REPORT: The US Navy isn’t ready for war

According to a new report, the US Navy isn’t ready for war and has apparently become “captive to bureaucratic excess”, according to interviews with both active and recently retired service members:

WSJ – Is the U.S. Navy ready for war? A new report prepared by Marine Lt. Gen. Robert Schmidle and Rear Adm. Mark Montgomery, both retired, for members of Congress paints a portrait of the Navy as an institution adrift. The report, reviewed exclusively by the Journal, concludes that the surface Navy is not focused on preparing for war and is weathering a crisis in leadership and culture.

The impetus for the report was a series of recent catastrophes—a ship burning in San Diego last year; two destroyer collisions in the Pacific in 2017. Were these isolated events? Or did they indicate “larger institutional issues that are degrading the performance of the entire naval surface force”? The report surveyed active and recently retired service members of various ranks, conducting 77 candid hourlong interviews. A key finding: “Many sailors found their leadership distracted, captive to bureaucratic excess, and rewarded for the successful execution of administrative functions” rather than core competencies of war.

“I guarantee you every unit in the Navy is up to speed on their diversity training,” said one recently retired senior enlisted leader. “I’m sorry that I can’t say the same of their ship-handling training.”

Adm. Montgomery told me in an interview over the weekend that when he was a junior officer in the 1980s there was “an intense focus” on a likely confrontation with the Soviet navy—learning about classes of ships or the missiles aboard. After decades without a peer adversary at sea, “the same focus is not permeating the Navy today.”

The Navy has improved its pipeline for surface-warfare officers since the 2017 collisions, reversing a 2003 money-saving mistake of training junior officers by giving them 23 compact discs loaded with reading material. But the Navy doesn’t spend the money and time training surface warfare officers that it does submariners or aviators, and has revamped training so many times, usually in an effort to spend even less money, that commanding officers are left with “inconsistent, often ill-prepared wardrooms.”

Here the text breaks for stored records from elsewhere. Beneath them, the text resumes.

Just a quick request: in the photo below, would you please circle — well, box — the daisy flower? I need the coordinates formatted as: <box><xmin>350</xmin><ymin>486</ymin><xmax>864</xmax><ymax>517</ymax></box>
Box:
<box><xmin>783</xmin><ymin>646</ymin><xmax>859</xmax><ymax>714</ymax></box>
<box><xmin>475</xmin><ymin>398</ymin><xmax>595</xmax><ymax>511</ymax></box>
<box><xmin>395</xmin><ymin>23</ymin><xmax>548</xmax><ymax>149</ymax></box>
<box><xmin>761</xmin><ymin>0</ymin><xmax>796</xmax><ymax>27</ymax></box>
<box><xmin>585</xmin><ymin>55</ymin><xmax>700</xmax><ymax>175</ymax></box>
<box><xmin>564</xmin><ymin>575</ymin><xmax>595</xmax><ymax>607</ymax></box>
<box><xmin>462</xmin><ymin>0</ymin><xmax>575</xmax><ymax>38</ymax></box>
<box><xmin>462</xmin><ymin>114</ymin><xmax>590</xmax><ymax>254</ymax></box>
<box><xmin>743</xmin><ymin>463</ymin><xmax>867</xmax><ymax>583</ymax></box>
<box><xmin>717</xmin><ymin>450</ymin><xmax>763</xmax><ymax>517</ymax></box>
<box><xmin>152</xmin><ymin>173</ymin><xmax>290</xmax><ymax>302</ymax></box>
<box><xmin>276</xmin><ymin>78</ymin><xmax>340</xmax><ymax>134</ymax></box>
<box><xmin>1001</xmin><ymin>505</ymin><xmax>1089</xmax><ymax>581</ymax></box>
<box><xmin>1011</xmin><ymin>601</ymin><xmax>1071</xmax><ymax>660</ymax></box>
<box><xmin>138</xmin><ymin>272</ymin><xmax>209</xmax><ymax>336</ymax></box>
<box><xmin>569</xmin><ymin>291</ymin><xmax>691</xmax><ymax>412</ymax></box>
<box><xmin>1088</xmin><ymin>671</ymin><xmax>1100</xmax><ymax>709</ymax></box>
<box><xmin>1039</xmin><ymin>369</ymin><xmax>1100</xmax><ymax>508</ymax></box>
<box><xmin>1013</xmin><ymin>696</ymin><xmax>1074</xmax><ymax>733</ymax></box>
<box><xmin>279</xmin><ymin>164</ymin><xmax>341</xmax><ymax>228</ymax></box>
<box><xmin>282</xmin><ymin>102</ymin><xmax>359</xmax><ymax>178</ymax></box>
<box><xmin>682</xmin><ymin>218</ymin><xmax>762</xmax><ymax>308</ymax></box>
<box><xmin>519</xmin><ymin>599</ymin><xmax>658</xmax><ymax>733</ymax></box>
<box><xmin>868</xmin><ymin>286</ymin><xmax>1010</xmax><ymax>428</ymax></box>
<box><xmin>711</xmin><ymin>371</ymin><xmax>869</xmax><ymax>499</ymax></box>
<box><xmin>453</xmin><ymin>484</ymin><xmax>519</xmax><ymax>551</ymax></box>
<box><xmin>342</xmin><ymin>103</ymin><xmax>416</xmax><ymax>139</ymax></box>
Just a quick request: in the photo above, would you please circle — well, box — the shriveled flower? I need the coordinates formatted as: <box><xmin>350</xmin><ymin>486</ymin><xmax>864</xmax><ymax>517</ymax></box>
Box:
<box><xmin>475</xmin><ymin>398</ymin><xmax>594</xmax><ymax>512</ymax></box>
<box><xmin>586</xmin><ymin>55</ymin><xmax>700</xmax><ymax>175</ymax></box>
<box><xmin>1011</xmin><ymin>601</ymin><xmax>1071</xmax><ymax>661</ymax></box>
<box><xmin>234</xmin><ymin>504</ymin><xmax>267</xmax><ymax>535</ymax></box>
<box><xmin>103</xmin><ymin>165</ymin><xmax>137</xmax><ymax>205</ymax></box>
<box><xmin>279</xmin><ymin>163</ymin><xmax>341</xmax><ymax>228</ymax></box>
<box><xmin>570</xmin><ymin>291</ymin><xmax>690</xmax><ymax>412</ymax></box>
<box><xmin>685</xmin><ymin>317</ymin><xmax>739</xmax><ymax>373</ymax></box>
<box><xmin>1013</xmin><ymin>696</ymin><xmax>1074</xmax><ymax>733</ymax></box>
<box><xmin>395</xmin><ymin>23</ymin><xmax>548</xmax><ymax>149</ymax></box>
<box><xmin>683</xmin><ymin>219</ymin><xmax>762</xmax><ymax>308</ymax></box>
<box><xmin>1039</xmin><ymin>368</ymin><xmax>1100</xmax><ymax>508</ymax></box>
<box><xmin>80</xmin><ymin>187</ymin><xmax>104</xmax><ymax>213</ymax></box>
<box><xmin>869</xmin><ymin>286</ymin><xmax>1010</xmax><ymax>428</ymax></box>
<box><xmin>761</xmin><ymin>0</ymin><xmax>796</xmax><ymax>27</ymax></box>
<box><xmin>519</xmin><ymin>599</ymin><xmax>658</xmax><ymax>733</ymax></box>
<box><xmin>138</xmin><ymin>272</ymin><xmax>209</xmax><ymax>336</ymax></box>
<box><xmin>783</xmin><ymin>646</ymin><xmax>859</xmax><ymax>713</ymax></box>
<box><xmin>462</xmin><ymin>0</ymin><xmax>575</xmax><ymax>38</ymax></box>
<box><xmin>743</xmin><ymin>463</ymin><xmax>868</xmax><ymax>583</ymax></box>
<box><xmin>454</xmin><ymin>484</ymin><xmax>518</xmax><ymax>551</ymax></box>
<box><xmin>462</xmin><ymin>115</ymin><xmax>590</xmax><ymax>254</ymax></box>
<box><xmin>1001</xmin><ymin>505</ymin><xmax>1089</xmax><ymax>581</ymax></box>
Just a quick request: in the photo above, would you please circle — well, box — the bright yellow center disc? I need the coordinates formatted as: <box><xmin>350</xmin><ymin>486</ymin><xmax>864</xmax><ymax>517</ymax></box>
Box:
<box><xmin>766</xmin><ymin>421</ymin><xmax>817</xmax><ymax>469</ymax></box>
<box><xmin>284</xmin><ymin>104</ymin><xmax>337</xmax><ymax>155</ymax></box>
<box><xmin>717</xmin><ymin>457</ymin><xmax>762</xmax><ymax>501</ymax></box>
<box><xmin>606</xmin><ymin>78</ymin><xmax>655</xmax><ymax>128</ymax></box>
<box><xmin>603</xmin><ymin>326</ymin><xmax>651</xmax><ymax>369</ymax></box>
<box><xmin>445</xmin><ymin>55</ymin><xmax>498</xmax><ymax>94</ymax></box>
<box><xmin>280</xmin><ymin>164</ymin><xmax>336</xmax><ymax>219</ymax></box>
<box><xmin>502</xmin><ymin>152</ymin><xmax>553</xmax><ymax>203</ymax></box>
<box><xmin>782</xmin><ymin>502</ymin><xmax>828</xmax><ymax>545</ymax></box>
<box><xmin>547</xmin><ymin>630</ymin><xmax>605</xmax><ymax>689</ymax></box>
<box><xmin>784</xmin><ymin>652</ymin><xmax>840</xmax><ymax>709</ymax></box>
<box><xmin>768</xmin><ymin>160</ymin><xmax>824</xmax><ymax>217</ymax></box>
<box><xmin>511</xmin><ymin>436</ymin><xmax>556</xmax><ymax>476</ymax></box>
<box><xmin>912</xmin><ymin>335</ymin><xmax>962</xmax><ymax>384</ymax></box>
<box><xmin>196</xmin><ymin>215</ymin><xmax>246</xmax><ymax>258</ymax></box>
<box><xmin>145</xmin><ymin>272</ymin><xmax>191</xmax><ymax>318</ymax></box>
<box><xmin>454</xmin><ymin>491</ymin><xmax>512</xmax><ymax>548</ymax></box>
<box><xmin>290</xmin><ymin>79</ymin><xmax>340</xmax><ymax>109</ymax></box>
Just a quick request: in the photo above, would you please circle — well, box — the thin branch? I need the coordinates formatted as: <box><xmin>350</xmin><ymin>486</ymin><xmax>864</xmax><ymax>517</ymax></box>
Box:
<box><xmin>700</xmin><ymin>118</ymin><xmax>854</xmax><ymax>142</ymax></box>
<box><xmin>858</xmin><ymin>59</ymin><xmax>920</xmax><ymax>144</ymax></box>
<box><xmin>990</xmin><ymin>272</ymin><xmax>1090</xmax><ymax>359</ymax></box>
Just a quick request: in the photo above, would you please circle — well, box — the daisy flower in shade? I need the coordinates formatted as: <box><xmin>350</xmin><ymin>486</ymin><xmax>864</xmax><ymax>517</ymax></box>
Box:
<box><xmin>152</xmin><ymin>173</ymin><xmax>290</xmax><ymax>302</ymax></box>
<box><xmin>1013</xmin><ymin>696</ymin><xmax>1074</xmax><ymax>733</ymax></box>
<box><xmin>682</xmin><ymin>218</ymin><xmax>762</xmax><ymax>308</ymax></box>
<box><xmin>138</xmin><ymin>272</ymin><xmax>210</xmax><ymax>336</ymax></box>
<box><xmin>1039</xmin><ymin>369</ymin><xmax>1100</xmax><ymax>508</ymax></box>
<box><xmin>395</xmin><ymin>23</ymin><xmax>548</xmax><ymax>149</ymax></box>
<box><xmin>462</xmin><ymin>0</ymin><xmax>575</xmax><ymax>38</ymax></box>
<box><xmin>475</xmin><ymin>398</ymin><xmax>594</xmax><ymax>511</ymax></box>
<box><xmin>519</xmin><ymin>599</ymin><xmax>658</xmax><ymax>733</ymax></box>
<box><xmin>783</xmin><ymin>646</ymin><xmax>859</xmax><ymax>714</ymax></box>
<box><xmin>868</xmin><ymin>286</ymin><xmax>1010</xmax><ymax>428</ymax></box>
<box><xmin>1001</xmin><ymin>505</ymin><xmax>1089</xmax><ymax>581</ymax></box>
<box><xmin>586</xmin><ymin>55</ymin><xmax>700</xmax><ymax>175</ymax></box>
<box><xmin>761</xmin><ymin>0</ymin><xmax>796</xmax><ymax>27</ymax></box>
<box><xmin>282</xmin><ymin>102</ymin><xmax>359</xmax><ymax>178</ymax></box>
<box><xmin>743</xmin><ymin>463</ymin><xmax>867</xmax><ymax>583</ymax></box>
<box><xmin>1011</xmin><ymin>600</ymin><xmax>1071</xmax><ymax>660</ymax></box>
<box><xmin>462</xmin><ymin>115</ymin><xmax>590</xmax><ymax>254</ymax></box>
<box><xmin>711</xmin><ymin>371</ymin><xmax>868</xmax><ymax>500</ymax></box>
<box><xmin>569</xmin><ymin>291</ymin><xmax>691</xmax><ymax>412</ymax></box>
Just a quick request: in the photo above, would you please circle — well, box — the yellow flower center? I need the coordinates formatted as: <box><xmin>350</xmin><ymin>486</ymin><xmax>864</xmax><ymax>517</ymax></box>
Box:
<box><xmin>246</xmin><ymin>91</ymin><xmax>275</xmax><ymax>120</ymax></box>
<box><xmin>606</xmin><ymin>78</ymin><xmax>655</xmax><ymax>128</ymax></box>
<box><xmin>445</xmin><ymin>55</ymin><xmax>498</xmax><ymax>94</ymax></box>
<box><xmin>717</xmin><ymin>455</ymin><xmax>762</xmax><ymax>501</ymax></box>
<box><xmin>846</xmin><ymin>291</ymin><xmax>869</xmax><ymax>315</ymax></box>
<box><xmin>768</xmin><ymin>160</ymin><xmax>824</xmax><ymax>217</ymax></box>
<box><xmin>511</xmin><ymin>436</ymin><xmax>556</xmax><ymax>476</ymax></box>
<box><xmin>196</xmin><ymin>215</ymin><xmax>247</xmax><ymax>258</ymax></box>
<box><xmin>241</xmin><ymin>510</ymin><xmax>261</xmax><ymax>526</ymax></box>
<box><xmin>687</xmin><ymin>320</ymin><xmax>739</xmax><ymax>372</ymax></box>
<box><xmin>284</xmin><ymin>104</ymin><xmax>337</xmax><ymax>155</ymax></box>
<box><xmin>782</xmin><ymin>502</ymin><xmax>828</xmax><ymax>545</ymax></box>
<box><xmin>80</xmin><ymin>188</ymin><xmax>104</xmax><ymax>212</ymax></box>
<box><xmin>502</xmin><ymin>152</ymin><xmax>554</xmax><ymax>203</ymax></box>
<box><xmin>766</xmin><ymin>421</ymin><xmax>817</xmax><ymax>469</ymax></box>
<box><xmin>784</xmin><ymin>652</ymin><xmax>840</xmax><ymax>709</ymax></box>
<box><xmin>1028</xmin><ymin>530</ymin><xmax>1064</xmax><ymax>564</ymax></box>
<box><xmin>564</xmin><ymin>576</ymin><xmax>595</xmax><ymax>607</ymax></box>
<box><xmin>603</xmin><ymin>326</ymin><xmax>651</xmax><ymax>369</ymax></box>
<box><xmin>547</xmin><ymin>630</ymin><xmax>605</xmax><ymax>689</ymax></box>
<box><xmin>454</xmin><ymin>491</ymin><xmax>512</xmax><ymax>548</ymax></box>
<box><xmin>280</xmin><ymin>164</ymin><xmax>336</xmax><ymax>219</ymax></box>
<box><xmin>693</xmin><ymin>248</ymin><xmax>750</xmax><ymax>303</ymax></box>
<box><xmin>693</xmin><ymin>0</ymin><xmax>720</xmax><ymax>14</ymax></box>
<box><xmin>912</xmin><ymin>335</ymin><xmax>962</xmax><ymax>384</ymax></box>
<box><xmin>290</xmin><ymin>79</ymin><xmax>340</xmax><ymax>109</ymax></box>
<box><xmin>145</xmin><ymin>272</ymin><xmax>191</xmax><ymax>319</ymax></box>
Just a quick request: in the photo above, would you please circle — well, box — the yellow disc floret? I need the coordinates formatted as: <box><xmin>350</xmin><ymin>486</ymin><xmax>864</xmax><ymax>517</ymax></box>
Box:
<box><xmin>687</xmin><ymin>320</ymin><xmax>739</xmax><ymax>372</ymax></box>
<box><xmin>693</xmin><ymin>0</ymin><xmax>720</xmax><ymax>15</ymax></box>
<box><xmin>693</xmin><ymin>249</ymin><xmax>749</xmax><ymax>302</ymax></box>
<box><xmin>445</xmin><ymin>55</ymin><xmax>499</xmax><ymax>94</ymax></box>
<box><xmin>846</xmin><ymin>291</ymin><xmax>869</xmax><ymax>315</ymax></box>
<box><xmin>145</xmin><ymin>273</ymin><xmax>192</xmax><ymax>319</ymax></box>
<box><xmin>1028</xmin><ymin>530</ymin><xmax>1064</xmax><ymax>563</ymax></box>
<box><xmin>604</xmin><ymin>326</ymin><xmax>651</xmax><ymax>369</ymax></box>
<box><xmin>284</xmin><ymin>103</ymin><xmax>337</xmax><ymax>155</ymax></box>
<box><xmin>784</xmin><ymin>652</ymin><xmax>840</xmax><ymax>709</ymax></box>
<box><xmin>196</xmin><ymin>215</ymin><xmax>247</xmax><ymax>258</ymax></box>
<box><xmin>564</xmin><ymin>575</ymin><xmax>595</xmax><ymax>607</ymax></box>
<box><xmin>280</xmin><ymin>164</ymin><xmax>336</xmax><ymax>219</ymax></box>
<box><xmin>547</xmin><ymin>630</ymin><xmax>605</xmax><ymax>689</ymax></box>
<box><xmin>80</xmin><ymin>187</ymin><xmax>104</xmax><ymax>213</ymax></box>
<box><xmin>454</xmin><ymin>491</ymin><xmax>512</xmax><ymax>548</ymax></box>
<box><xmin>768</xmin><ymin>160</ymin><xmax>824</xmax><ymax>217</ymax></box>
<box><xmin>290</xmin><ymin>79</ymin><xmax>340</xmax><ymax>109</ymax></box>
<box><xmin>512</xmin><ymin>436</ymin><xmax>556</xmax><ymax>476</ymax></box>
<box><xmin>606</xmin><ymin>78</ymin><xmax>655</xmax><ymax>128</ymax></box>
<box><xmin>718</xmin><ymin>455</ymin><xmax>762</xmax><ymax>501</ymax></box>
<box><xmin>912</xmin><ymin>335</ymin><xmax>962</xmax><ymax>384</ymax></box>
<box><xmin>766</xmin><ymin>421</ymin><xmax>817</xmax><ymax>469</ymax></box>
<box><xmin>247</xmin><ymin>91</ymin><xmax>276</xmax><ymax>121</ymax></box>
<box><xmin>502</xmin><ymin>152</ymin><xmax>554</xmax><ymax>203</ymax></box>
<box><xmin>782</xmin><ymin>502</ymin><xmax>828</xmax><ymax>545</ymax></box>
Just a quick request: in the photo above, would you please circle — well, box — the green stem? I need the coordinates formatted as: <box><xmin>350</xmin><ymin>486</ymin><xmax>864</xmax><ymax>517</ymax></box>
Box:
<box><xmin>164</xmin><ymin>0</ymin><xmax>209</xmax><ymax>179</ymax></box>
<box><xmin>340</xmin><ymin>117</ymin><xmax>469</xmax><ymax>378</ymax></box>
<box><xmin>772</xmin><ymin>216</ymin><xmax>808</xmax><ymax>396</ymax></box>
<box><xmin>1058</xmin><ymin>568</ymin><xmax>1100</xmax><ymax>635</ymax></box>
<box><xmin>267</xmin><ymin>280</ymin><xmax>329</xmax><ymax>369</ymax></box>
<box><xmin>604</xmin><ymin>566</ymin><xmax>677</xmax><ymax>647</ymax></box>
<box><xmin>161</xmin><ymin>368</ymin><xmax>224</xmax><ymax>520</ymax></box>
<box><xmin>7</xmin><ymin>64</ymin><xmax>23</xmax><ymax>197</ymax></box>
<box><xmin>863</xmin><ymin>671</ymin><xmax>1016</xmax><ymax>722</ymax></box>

I believe Allen West once suggested that in wartime it is essential to control the oceans. Given that premise, this report is very disconcerting and it sounds like the Navy has serious culture issues that are preventing it from being all that it can be.

But what’s even more bothersome is that we’ve already seen the emphasis on “diversity training” and hiring in the military under the new Biden administration, which is on steroids compared to what it used to be. Which means we can expect things to just get worse under this political leadership.